Choose your water heater wisely because this is a purchase you don't make often but can have a big impact on your home.
Do you think your basement water heater is too inefficient and wasteful? Try a tankless water heater instead. But before you consider switching, take a look at its pros and cons so you can determine if it’s the right one for your family’s needs and expectations.
Pros of a tankless water heater
1. Lower Operating Costs
We’ll get this straight: installing a tankless water heater will cost you more money than a traditional one. But the real issue is the amount of energy and money you’re going to save in the long run, right? And if that is your concern, then you won’t be disappointed getting one. Because you’re going to save a lot of money by not heating idle water in a tank until someone uses it.
Tankless water heaters provide you with all the hot water you need – in an instant – but in a way that you don’t have to continuously pay for extra energy heating unused water. So even if a tankless water heater will cost you more upfront, the lower operating costs down the line will definitely make up for it.
2. Longer Lifespan
A traditional tank water heater usually lasts for 10+ years. A tankless water heater can be at its optimum performance for up to 20 years. If you consider where you’re living at as your permanent dwelling residence, a tankless water heater is a wise investment.
3. Space Saver
One of the biggest advantages of choosing a tankless water heater, aside from the money and energy savings, is that it takes up less space than a traditional water heater. A bulky metal tank expected to heat up around 40 to 60 gallons of water should have at least 60”x24” (height x width) clearance while a tankless water heater just needs 20”x28”x10” (width x height x depth) clearance. If space is a premium at your home, go for the space saving device.
Cons of having a tankless water heater
1. Instantaneous Energy Requirement
Heating water from a tankless water heater usually requires around 150,000 to 200,000 BTU of propane or natural gas as compared to the 30,000 to 50,000 BTU required by a traditional gas water heater. This is because it needs extra energy to heat up the water and make it available as soon as possible. To make it worse, this will be a continuous basis especially if you have a high pressure main.

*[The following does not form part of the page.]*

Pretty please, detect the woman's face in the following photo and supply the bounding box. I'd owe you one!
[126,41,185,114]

If you really want to make the switch to a tankless water heater, determine the price of electricity around your area so you can switch from gas to electric if it is cheaper to operate that way.
2. Limited Output
A tankless water heater might not be the best solution if you have a big household. It can only supply a few gallons of hot water at a time so it might not be possible to get all that you need if everyone is taking showers, doing laundry or working on the kitchen at the same time.
3. High Upfront Cost
A traditional tank water heater, depending on different factors, can cost up to $1,000 but usually it would be just around $300-$400 to install. A tankless water heater can be as low as $1,000 so there’s a big difference when it comes to its price tag. If you don’t have that kind of money to spare upfront, it might not be a feasible option for you.

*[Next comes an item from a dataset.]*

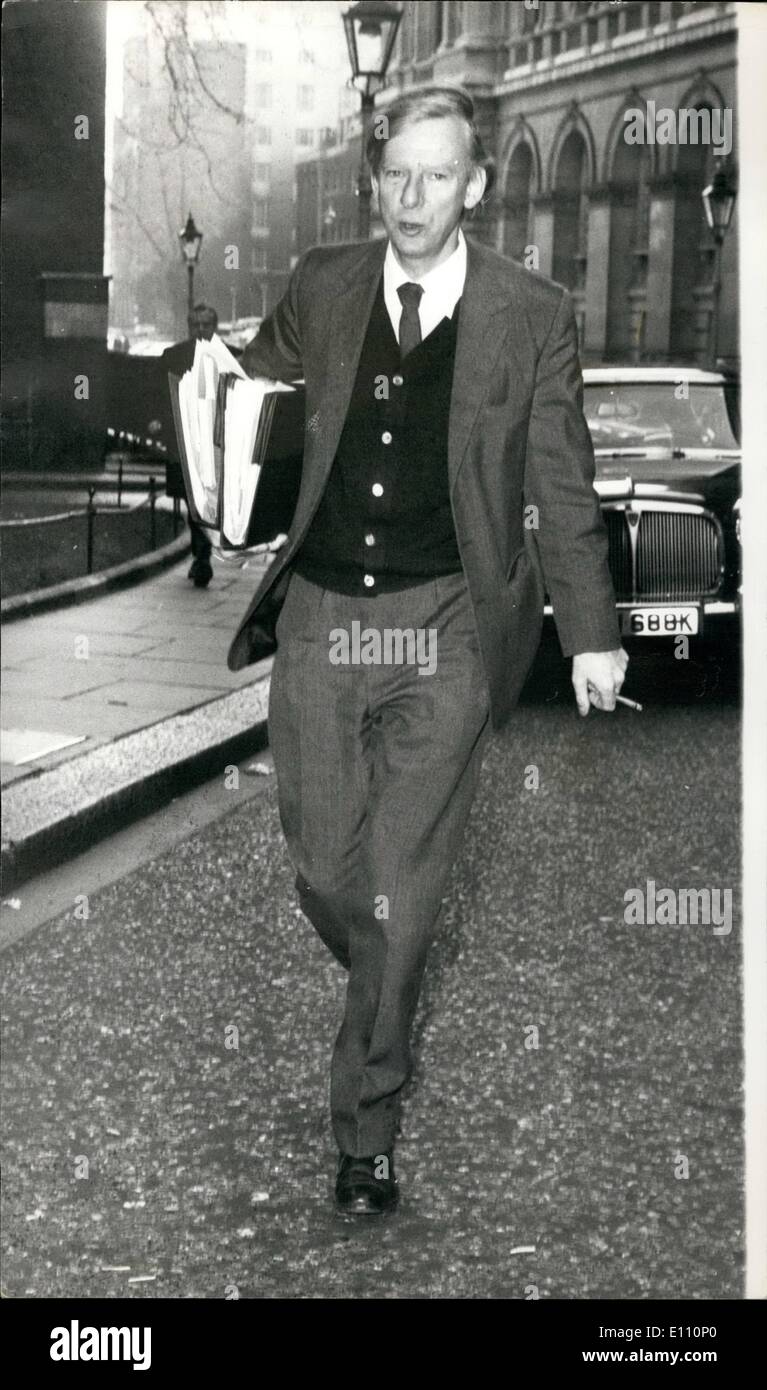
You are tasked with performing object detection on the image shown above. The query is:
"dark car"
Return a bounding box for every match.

Is a tankless water heater right for you?
Consider the following before getting one:
- Demand - If you need a unit to heat water in one part of the house or the whole house instead
- Type - A tankless water heater run by gas needs proper ventilation. An electric model requires a proper circuit breaker of its own as well as proper voltage and amperage.
- Location - It can be mounted on an exterior or interior wall but not farther than 50 feet from the nearest power source.